The Charity Commissioners' Scheme of 1895 provided for a technical institute for the east of the City of London, to be managed by a committee of the Board of Governors of the Sir John Cass's Foundation. Sir John Cass (1661-1718) was an Alderman of the Ward of Portsoken (1710-1718) and the revenue from the charitable trust he endowed enabled the governors of the Foundation to support two technical institutes in Aldgate and Hackney.
Classes began in January 1902 and the Institute's building in Jewry Street, Aldgate (shared with the Cass School till 1908) was formally opened in June of that year. Courses covered aspects of Science, Arts and Crafts, Commerce, together with practical tailoring and cutting for the boys and Domestic economy for the girls, including Cooking, Laundry work and dressmaking.
Day and evening classes were offered on both a full-time and part-time basis, and fees were reduced for ex-pupils of the Cass School.
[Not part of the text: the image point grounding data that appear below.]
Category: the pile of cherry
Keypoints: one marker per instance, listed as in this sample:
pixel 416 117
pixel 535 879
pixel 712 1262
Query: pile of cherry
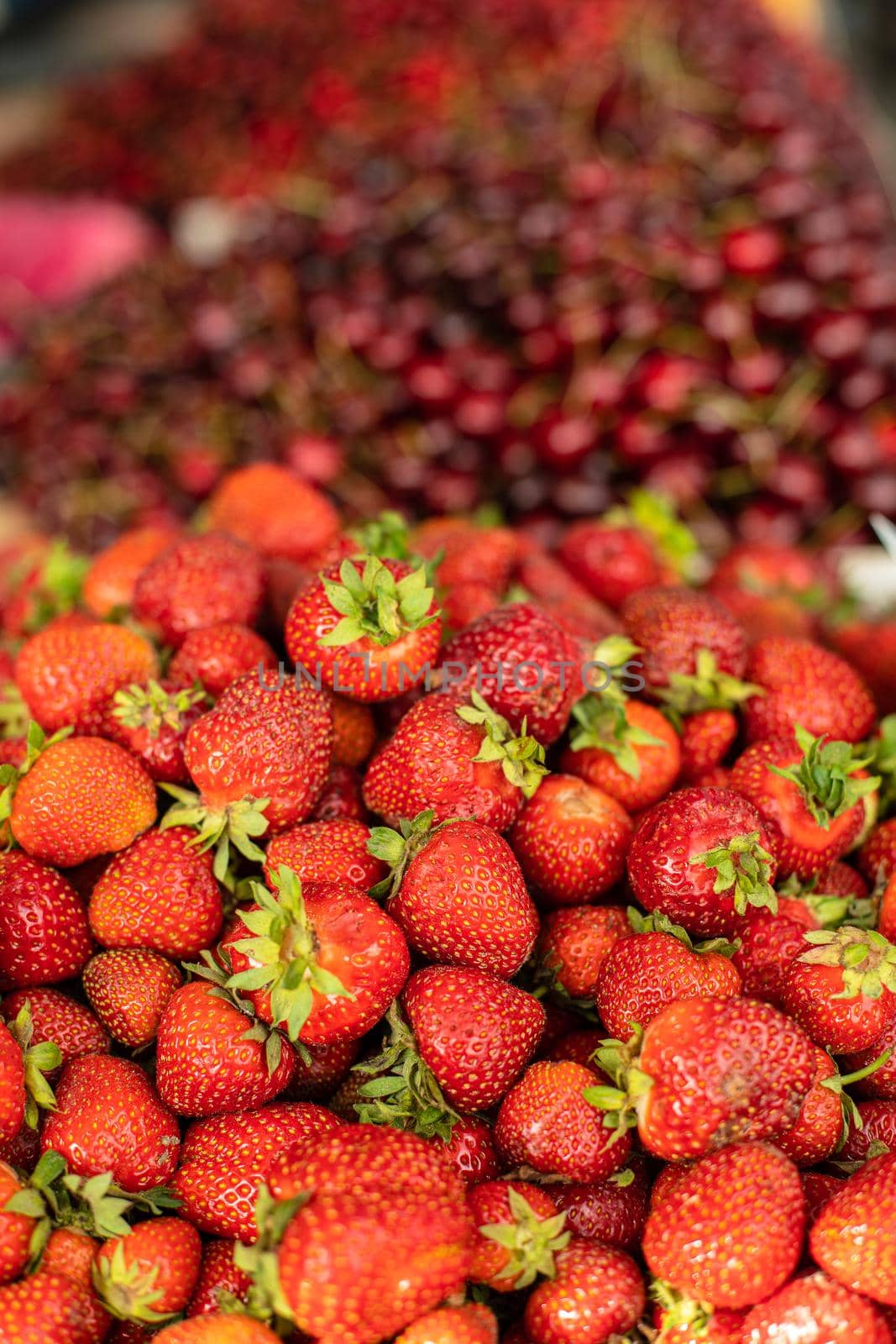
pixel 441 261
pixel 412 933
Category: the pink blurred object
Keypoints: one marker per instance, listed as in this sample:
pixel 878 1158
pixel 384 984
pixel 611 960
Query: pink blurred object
pixel 53 250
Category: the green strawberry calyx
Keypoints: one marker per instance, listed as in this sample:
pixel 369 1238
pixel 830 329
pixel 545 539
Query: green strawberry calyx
pixel 530 1241
pixel 402 1090
pixel 154 709
pixel 374 605
pixel 867 958
pixel 602 725
pixel 622 1101
pixel 237 824
pixel 825 777
pixel 705 689
pixel 741 870
pixel 284 953
pixel 521 757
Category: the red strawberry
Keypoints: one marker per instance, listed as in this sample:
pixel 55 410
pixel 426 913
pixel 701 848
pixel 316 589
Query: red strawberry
pixel 705 741
pixel 705 1073
pixel 810 796
pixel 109 1119
pixel 574 945
pixel 109 801
pixel 571 842
pixel 322 964
pixel 819 1310
pixel 212 1058
pixel 325 851
pixel 547 1122
pixel 517 1234
pixel 152 721
pixel 275 511
pixel 595 1294
pixel 219 655
pixel 157 894
pixel 842 990
pixel 653 964
pixel 458 894
pixel 43 925
pixel 524 663
pixel 808 685
pixel 453 756
pixel 627 749
pixel 701 857
pixel 728 1252
pixel 128 990
pixel 150 1273
pixel 259 759
pixel 853 1238
pixel 369 627
pixel 199 581
pixel 69 672
pixel 224 1159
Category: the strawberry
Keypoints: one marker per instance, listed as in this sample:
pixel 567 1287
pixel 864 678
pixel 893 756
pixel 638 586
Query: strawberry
pixel 705 741
pixel 322 964
pixel 219 1278
pixel 150 1273
pixel 842 990
pixel 109 582
pixel 109 801
pixel 55 1018
pixel 128 990
pixel 369 627
pixel 385 1236
pixel 820 1310
pixel 110 1119
pixel 453 756
pixel 721 1250
pixel 654 963
pixel 224 1160
pixel 325 851
pixel 275 511
pixel 701 857
pixel 157 894
pixel 517 1234
pixel 199 581
pixel 627 750
pixel 259 759
pixel 810 795
pixel 611 1211
pixel 597 1294
pixel 472 1323
pixel 574 945
pixel 546 1121
pixel 212 1058
pixel 571 840
pixel 853 1236
pixel 526 664
pixel 217 655
pixel 754 1068
pixel 672 627
pixel 43 925
pixel 808 685
pixel 152 721
pixel 457 894
pixel 67 674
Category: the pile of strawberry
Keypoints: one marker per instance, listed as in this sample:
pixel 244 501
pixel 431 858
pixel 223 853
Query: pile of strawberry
pixel 418 934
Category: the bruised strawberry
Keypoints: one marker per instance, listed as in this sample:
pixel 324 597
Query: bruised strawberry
pixel 453 756
pixel 199 581
pixel 701 857
pixel 721 1250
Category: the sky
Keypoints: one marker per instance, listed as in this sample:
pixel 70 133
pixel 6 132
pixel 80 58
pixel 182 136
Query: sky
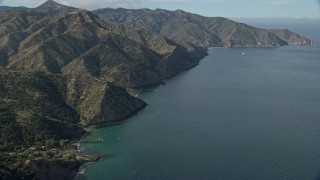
pixel 295 9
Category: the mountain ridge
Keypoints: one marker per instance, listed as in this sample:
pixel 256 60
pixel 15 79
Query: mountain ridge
pixel 182 26
pixel 63 69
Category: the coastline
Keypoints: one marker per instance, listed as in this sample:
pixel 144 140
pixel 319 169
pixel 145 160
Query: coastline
pixel 97 157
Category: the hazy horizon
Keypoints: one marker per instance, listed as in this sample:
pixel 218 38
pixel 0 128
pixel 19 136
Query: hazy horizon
pixel 249 9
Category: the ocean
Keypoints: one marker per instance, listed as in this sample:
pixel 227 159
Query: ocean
pixel 243 113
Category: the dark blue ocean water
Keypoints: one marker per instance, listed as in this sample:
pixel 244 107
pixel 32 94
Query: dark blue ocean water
pixel 235 116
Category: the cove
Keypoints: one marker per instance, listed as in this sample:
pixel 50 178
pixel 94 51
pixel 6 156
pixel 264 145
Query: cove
pixel 235 116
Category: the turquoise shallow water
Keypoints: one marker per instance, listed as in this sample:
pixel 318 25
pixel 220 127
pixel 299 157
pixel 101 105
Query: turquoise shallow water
pixel 235 116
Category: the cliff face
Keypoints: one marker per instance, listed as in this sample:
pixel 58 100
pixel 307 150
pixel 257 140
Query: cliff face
pixel 63 69
pixel 92 62
pixel 203 31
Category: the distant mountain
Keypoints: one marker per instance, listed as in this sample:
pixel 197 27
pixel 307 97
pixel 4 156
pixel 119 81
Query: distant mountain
pixel 203 31
pixel 51 6
pixel 86 49
pixel 63 69
pixel 48 7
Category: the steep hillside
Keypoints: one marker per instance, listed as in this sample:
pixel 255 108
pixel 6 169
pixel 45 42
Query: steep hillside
pixel 203 31
pixel 81 42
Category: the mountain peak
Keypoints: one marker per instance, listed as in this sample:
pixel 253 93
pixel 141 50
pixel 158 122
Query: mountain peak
pixel 53 7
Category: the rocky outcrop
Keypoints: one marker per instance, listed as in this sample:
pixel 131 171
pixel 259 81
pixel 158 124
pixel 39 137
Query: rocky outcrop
pixel 195 29
pixel 291 37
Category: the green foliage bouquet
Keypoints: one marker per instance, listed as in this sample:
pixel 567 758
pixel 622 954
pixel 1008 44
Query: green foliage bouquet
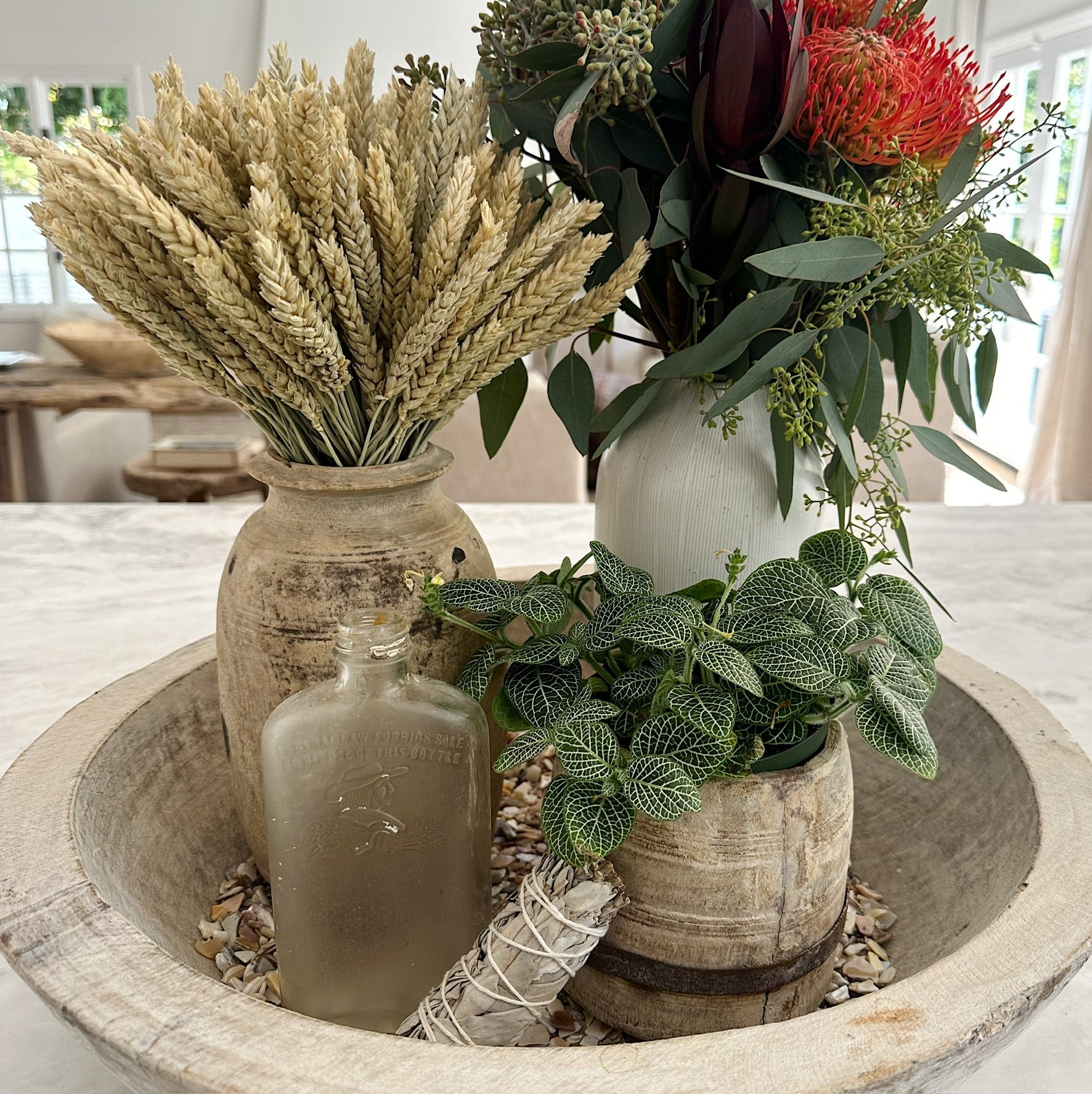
pixel 646 697
pixel 815 179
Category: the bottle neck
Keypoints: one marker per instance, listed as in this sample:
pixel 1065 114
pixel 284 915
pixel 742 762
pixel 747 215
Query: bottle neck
pixel 370 675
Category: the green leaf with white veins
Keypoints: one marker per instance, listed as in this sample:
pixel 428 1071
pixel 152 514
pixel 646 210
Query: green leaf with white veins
pixel 706 707
pixel 478 594
pixel 753 628
pixel 617 577
pixel 660 788
pixel 537 692
pixel 606 620
pixel 728 663
pixel 597 824
pixel 836 557
pixel 811 664
pixel 540 603
pixel 553 824
pixel 636 685
pixel 903 610
pixel 783 585
pixel 587 752
pixel 526 747
pixel 474 679
pixel 883 735
pixel 660 630
pixel 677 739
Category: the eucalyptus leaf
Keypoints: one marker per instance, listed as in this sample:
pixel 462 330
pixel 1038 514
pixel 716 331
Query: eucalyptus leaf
pixel 839 259
pixel 498 404
pixel 729 339
pixel 943 448
pixel 571 393
pixel 784 355
pixel 960 168
pixel 800 192
pixel 985 370
pixel 1007 253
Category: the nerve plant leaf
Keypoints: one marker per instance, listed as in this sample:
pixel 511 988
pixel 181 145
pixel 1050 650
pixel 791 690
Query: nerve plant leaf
pixel 474 679
pixel 528 747
pixel 674 737
pixel 617 577
pixel 728 663
pixel 660 788
pixel 836 557
pixel 597 823
pixel 539 691
pixel 478 594
pixel 903 610
pixel 811 664
pixel 587 752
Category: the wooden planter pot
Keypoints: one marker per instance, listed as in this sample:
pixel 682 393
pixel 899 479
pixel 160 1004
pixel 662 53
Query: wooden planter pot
pixel 735 913
pixel 328 540
pixel 117 824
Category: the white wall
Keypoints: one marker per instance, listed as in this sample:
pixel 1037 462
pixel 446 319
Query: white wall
pixel 323 30
pixel 108 38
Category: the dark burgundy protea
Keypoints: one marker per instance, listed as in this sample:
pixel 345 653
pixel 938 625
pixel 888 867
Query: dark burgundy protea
pixel 748 79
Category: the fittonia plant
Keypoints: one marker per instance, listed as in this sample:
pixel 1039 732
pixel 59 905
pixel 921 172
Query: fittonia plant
pixel 711 682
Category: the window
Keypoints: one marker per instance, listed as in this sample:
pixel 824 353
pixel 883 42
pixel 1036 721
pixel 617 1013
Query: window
pixel 1051 63
pixel 31 272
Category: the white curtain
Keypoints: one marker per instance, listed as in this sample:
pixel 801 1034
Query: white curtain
pixel 1061 466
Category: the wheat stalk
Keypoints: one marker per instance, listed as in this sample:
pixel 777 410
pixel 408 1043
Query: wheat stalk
pixel 346 269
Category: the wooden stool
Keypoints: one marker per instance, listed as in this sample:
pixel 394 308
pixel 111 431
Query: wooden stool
pixel 173 484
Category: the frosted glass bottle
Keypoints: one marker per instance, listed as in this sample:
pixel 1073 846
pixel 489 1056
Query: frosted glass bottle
pixel 378 810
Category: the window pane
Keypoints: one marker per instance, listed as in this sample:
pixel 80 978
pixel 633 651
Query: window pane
pixel 30 270
pixel 110 107
pixel 70 108
pixel 75 293
pixel 23 233
pixel 17 173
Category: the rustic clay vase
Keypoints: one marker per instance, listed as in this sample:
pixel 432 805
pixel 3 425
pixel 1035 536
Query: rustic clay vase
pixel 735 913
pixel 328 540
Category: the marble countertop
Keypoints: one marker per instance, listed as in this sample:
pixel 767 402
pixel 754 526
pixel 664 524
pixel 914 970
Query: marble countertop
pixel 89 593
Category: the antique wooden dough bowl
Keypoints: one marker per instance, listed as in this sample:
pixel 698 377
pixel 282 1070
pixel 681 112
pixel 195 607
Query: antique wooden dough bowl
pixel 116 825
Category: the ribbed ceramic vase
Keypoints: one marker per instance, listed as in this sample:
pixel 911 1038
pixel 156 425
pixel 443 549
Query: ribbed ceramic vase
pixel 672 493
pixel 328 540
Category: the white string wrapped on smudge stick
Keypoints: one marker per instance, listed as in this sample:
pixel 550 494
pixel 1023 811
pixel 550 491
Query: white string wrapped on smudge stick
pixel 534 946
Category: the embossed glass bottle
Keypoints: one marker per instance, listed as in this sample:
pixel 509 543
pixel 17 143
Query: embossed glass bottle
pixel 378 810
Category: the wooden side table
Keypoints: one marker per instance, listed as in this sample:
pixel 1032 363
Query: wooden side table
pixel 68 387
pixel 175 484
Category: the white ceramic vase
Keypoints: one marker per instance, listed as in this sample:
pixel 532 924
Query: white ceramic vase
pixel 672 493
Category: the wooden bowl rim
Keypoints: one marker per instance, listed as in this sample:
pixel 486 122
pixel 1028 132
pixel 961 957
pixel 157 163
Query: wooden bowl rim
pixel 194 1033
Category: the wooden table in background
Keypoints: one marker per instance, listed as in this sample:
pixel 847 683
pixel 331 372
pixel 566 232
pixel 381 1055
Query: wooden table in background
pixel 68 387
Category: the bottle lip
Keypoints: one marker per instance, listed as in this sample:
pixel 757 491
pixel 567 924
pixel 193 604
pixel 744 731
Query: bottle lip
pixel 377 634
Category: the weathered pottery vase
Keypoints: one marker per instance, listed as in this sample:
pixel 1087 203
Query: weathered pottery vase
pixel 328 540
pixel 672 493
pixel 735 913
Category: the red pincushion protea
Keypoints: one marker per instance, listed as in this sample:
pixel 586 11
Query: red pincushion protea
pixel 894 91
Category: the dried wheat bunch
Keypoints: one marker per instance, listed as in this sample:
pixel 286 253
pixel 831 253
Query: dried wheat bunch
pixel 345 269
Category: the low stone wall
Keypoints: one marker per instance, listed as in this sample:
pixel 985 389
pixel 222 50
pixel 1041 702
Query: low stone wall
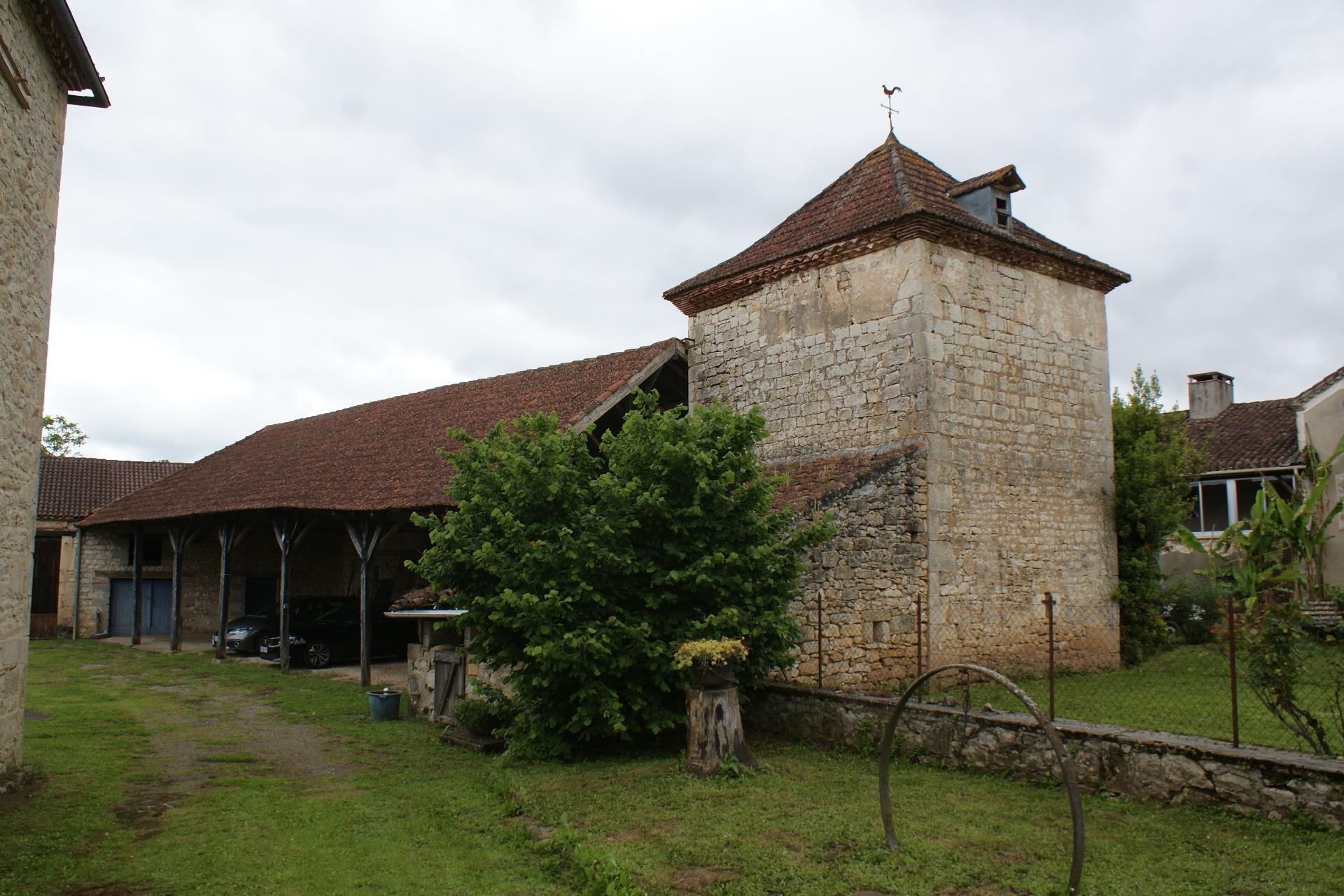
pixel 1142 764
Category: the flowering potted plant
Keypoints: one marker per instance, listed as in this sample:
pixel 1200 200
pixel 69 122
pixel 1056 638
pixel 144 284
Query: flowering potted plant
pixel 711 660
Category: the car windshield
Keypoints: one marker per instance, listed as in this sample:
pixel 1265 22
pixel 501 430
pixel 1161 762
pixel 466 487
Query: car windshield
pixel 334 614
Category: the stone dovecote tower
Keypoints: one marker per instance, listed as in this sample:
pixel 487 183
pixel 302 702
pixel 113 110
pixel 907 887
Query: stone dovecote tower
pixel 934 372
pixel 45 66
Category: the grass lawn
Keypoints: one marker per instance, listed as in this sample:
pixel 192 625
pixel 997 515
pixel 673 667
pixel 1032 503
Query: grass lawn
pixel 1184 691
pixel 171 776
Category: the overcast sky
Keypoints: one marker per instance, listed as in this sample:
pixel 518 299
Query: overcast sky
pixel 295 207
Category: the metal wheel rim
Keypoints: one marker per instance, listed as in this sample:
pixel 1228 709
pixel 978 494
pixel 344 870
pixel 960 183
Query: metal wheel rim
pixel 1066 766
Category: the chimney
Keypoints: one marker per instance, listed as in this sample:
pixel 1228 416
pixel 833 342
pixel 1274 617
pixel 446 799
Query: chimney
pixel 1210 394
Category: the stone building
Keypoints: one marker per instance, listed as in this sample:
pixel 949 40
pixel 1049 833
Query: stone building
pixel 43 66
pixel 210 535
pixel 934 372
pixel 1252 444
pixel 69 489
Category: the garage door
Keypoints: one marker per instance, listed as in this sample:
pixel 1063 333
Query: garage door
pixel 155 606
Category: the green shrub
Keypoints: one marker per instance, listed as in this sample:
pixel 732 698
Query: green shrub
pixel 588 570
pixel 1194 608
pixel 482 716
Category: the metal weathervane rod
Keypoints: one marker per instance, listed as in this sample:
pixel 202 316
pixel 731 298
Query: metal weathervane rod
pixel 891 112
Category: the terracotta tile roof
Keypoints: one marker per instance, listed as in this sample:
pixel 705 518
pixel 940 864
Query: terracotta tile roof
pixel 71 488
pixel 1249 435
pixel 818 480
pixel 61 35
pixel 890 184
pixel 1308 394
pixel 378 456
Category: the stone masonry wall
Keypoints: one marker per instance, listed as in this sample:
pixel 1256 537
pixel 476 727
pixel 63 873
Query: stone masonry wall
pixel 1002 372
pixel 867 580
pixel 825 355
pixel 30 183
pixel 1021 463
pixel 1140 764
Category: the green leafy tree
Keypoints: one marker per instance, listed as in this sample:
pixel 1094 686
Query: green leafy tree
pixel 61 437
pixel 582 573
pixel 1270 562
pixel 1155 464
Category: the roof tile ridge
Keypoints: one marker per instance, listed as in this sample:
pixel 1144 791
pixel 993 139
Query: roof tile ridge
pixel 1319 386
pixel 464 384
pixel 905 195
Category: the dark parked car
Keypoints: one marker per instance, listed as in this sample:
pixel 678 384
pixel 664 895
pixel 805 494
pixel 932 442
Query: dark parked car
pixel 246 634
pixel 334 636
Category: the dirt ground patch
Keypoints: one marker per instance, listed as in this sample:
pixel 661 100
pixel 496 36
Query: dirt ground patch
pixel 694 880
pixel 106 890
pixel 245 739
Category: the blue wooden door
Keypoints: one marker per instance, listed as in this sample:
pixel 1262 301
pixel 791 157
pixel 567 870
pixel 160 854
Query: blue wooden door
pixel 156 606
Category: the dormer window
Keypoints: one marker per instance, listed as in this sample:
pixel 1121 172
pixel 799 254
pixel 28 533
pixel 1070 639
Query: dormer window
pixel 1003 210
pixel 990 197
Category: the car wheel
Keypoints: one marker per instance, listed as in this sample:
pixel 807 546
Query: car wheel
pixel 318 654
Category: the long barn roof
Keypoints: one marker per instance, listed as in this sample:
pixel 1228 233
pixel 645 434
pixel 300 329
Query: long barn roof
pixel 70 488
pixel 381 456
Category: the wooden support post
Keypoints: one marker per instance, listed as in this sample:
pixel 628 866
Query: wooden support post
pixel 366 536
pixel 179 536
pixel 714 731
pixel 229 538
pixel 288 533
pixel 137 587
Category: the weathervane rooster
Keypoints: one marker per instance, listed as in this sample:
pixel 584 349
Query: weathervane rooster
pixel 890 92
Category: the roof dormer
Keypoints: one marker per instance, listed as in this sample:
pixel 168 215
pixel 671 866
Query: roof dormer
pixel 990 197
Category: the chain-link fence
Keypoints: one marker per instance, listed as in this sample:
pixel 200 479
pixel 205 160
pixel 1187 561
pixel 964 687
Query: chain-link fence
pixel 1209 680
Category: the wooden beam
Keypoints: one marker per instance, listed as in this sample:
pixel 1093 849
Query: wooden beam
pixel 366 535
pixel 179 536
pixel 137 587
pixel 675 349
pixel 288 532
pixel 229 538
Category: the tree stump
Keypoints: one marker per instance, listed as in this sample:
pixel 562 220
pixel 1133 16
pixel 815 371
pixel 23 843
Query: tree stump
pixel 714 731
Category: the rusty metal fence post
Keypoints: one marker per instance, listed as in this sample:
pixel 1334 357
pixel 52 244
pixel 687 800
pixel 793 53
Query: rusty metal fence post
pixel 1050 649
pixel 1231 664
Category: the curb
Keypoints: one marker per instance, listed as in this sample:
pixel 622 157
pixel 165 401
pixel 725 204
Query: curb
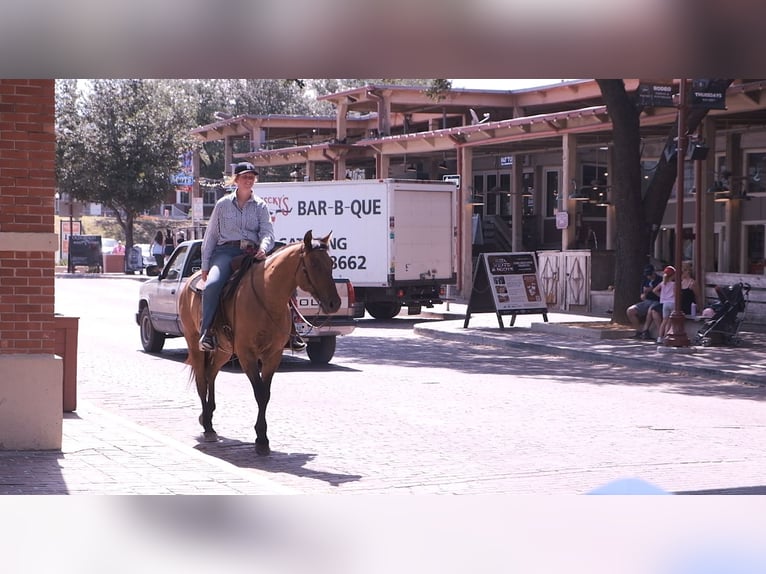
pixel 474 338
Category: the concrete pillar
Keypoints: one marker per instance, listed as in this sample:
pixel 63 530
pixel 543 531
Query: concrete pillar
pixel 465 273
pixel 517 207
pixel 569 171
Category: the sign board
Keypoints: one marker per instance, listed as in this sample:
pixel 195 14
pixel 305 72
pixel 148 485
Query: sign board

A Nautical School was established in 1927 for seagoing apprentices and navigating officers preparing for Board of Trade examinations.
Between the wars saw a rapid improvement in advanced and postgraduate work and the introduction of courses for external University of London degrees. During WWII, only evening courses were run and this allowed staff to carry out research during the day.
The Institute's School of Art - originally housed within an impressive and ornate building at the southern end of Minories(torn down in the 1970s) but later transferred to Central House on Whitechapel High Street - gained national reputation for its work in Silversmithing, Jewellery and Allied Crafts. The main building on Jewry Street was extended in 1934 and the Institute's name was changed in 1950 to the Sir John Cass College in recognition of the broadening provision of courses, some of which were entirely of University standard.
In 1970, the Sir John Cass College merged with the City of London College to form the City of London Polytechnic.